Good morning, and welcome to our 2021 annual results webcast. 2021 was a year of a strong turnaround. Our revenue reached almost EUR 900 million, and it was up 11.2%. Gross margin improved, and our cash flow was strong and amounted to almost EUR 214 million. The full year adjusted operating result improved by almost EUR 81 million, and this is a result of our adaptability to constantly changing environment. When we look at the Lindex results, the revenue was up almost 20%, reaching over EUR 607 million. Growth on the online sales was close to 50%. Our operating cost increased, but it is due to increased sales. The operating results was almost EUR 75 million, which is almost doubled compared to 2020.
Our operating adjusted result was EUR 80.3 million, which is the Lindex best results ever. Stockmann revenue for the full year was up almost 3%, reaching over EUR 290 million. It is clear that brick and mortar increased with almost 4% and the online stores decreased by 2.2%. This is a sign of customers wanting to come back when shopping and visiting also the brick and mortar. Stockmann division's operating costs were down almost EUR 9 million, and the operating results increased almost with EUR 60 million to EUR 11.6 million. The adjusted operating result increased almost EUR 40 million, still being negative due to the slow start of the year in the beginning.

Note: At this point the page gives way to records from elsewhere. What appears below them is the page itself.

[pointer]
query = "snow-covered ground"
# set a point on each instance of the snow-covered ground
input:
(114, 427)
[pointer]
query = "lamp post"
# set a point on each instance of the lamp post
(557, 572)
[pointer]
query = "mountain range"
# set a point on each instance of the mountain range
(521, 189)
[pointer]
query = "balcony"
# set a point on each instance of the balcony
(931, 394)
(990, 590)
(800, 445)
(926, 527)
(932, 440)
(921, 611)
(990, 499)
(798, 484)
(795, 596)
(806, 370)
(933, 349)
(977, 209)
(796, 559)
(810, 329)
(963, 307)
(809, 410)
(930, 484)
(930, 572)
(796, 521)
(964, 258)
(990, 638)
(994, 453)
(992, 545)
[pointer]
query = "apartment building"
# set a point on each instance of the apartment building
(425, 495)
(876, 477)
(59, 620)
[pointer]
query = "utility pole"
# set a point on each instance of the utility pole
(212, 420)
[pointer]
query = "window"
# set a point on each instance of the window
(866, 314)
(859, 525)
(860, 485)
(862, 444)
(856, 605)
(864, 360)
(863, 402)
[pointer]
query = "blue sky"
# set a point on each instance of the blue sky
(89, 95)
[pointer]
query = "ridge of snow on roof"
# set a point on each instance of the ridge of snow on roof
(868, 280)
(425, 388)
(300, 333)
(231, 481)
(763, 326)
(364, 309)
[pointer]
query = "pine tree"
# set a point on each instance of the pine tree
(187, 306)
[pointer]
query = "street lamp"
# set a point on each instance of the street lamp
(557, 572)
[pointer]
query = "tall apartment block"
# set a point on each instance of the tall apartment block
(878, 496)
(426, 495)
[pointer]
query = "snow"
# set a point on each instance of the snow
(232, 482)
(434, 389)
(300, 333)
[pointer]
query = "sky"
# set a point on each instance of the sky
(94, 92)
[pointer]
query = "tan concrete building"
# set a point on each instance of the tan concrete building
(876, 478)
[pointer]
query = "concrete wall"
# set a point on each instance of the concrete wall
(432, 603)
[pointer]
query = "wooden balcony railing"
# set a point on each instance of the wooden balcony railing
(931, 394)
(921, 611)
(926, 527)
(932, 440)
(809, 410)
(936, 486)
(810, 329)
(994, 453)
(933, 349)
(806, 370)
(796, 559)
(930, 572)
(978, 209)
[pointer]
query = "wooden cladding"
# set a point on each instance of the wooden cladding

When we look closer to our quarter four results, the revenue reached almost EUR 280 million, and it was up by 17.2% in comparable currency rates. Gross margin declined slightly, and adjusted operating result increased clearly in both divisions. Lindex revenue was up over 27%, reaching almost EUR 180 million, and the growth continued on online being 12%. Sales increased in Lindex in all markets and all business areas. The operating cost, because of the increased sales, was also increasing, but the operating results improved almost over EUR 9 million, reaching EUR 24 million. In Stockmann division, the revenue was up almost 8% and almost reaching EUR 100 million. The sales in brick and mortar stores grew in the fourth quarter over 14%, and it is a clear sign customers wanting to come back.
Operating costs were down by almost EUR 14 million, and Stockmann Division's operating results improved almost EUR 24 million in quarter four, reaching EUR 6.3 million. If we look now closer to the Stockmann Division, the full year revenue, as said, increased almost 3%, and the revenue in Finland increased by 3%. In Baltics, it was less than in Finland, but it's worth to remember that, for example, in Latvia, we had almost 190 days in lockdown the last year. Sales in the brick and mortar stores increased by 4% due to the higher visitor volumes and larger customer average purchases. Online store accounted for the full year's almost 16% compared to 2019 with 6.6%.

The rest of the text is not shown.